Setelah Tn. Li memperkenalkan latihan itu kepada publik di Tiongkok pada awal 1990-an, sekitar 100 juta orang mulai berlatih. Sejak itu, latihan ini telah menyebar ke lebih dari 100 negara di seluruh dunia.

Meski demikian, di Tiongkok, latihan tersebut telah mengalami penganiayaan ekstrem oleh Partai Komunis Tiongkok (PKT). Penganiayaan itu termasuk kampanye propaganda kebencian dan sensor oleh PKT, baik di Tiongkok maupun di Barat. NTD, pada kesempatan Tahun Baru Imlek, merasa terhormat untuk memberikan platform kepada Tn. Li.

Tn. Li adalah nominator untuk Hadiah Nobel Perdamaian sebanyak empat kali, dan dinominasikan oleh Parlemen Eropa untuk Hadiah Sakharov, untuk kebebasan berpikir. Dia juga adalah penerima Penghargaan Kebebasan Beragama Internasional Freedom House.

Tn. Li adalah penulis buku “Zhuan Falun,” yang telah telah diterjemahkan ke dalam 40 bahasa.

Berikut ini adalah artikel “Mengapa Ada Umat Manusia” oleh Tn. Li, diterjemahkan dari bahasa Mandarin.

***

Mengapa Ada Umat Manusia

Pertama-tama menyapa Anda semua pada kesempatan Tahun Baru Imlek ini!

Tahun Baru seharusnya saya sampaikan kata-kata gembira yang Anda suka dengar, tetapi bahaya yang saya lihat terus mendekati umat manusia selangkah demi selangkah. Untuk itu para Dewa meminta saya untuk memberikan beberapa patah kata yang hendak disampaikan para Dewa kepada makhluk hidup di dunia, setiap kalimat adalah rahasia langit, tujuannya agar manusia mengetahui fakta kebenaran, dan memberikan kesempatan lagi kepada manusia agar terselamatkan.

Mengapa ada umat manusia, dari awal hingga akhir, alam semesta akan melalui empat tahapan proses panjang yaitu Terbentuk, Bertahan, Rusak, dan Musnah. Begitu alam semesta mencapai akhir dari proses “pemusnahan” terakhir, segala sesuatu dalam badan langit yang lebih besar, termasuk alam semesta tempat kita berada ini akan tercerai-berai tak berwujud lagi dalam sekejap! Seluruh kehidupan akan musnah tak tersisa!

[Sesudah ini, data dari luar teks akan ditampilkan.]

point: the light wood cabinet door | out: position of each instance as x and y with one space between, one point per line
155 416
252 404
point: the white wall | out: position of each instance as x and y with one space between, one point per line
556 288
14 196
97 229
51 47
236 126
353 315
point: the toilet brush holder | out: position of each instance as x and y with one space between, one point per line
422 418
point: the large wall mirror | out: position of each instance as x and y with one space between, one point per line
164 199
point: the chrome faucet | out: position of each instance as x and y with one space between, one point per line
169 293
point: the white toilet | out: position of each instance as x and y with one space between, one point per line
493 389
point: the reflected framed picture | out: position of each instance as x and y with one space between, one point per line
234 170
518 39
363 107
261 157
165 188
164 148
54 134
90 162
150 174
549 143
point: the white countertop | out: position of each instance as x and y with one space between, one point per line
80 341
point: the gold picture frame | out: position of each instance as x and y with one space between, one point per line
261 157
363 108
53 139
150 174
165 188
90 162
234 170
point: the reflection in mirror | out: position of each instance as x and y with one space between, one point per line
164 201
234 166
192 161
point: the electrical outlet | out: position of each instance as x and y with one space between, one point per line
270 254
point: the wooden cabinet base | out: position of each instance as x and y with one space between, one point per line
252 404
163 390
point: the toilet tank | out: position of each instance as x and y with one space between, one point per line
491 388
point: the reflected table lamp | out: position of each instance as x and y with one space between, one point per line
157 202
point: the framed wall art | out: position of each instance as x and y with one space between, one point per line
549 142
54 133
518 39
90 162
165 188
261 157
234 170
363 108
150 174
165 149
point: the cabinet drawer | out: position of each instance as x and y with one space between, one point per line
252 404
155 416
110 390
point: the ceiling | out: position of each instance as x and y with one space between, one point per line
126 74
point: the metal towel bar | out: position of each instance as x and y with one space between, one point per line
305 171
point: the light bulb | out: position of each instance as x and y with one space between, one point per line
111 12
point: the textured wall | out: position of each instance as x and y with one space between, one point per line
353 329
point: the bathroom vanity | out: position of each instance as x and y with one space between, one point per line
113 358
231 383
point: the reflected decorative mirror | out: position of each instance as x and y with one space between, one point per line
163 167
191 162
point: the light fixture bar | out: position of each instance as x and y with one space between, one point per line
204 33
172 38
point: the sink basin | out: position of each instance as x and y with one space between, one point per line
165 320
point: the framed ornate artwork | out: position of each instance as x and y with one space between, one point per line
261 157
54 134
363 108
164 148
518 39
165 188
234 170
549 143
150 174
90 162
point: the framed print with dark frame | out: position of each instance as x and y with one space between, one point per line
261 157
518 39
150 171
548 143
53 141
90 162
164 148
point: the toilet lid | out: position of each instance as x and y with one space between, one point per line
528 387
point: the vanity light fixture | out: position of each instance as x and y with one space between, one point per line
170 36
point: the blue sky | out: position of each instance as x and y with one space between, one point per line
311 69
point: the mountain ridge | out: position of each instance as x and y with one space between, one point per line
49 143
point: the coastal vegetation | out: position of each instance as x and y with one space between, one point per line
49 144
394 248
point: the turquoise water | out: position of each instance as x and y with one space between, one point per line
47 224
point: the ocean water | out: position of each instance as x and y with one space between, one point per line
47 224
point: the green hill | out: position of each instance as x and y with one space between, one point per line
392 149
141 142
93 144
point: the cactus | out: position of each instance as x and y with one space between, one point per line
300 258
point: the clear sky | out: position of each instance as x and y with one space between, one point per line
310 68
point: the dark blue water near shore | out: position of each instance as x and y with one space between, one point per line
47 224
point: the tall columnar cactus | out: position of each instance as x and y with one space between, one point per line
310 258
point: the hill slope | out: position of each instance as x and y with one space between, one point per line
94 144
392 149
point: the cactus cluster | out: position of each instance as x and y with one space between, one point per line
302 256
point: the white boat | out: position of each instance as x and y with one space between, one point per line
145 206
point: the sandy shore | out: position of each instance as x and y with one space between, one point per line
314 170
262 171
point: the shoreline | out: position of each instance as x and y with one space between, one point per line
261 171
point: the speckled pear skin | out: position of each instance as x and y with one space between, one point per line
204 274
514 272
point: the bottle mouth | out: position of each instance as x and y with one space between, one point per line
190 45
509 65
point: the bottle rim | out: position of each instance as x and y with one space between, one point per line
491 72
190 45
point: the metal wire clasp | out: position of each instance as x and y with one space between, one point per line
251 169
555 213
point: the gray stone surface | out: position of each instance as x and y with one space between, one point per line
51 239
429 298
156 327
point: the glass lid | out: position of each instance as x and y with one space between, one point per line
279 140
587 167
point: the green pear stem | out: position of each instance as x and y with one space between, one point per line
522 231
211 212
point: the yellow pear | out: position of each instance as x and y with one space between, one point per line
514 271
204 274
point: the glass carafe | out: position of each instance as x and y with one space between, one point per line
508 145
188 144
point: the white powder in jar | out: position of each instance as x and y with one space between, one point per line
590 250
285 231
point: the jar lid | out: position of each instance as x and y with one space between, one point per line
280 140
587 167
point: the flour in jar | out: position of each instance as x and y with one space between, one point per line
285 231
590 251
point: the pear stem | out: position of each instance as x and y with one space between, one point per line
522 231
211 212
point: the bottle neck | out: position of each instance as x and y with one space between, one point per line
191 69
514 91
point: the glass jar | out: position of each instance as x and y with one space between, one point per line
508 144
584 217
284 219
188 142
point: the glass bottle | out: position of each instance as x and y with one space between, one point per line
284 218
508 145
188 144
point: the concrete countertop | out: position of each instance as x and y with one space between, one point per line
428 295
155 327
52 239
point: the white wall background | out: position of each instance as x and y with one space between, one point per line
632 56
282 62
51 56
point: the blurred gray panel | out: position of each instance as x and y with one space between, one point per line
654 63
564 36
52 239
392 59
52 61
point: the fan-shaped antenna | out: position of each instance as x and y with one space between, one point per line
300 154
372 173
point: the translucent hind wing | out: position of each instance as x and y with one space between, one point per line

Kematian manusia hanyalah kerusakan dan penuaan tubuh secara permukaan, sedangkan yuanshen-nya (diri sejati tidak mati) akan bereinkarnasi di kehidupan selanjutnya. Alam semesta mengalami proses Terbentuk, Bertahan, Rusak, Musnah, sedangkan manusia mengalami proses Lahir, Tua, Sakit, Mati, ini adalah hukum alam semesta, bahkan para Dewa juga akan mengalami proses ini, hanya saja rentang waktunya sangat lama, dan para Dewa yang lebih agung akan lebih lama lagi. Tidak ada rasa sakit dalam kehidupan dan kematian mereka, dan mereka selama prosesnya dalam keadaan sadar, ibaratnya seperti berganti pakaian luar saja. Dengan kata lain, biasanya kehidupan mereka tidak benar-benar mengalami kematian. Akan tetapi, ketika alam semesta dan badan langit tercerai-berai pada tahapan terakhir Terbentuk, Bertahan, Rusak, Musnah, maka kehidupan tidak lagi bereinkarnasi, semua kehidupan dan materi akan lenyap, serta berubah menjadi debu, semuanya kembali ke ketiadaan. Pada saat ini manusia di dunia sedang mengalami tahap terakhir Pemusnahan dari Terbentuk, Bertahan, Rusak, Musnah. Segala sesuatu telah berubah menjadi lebih buruk di akhir zaman ini, oleh karenanya kehancuran akan terjadi, oleh sebab itu barulah masyarakat saat ini menjadi begitu kacau. Pikiran manusia tidak lagi memiliki kebaikan, kehidupan seksual yang bejat, kejiwaan yang menyimpang, penyalahgunaan narkoba merajalela, tidak percaya Tuhan dan segala fenomena kacau tumbuh subur, ini pasti terjadi pada tahap akhir dari badan langit, dan tibalah kini saatnya!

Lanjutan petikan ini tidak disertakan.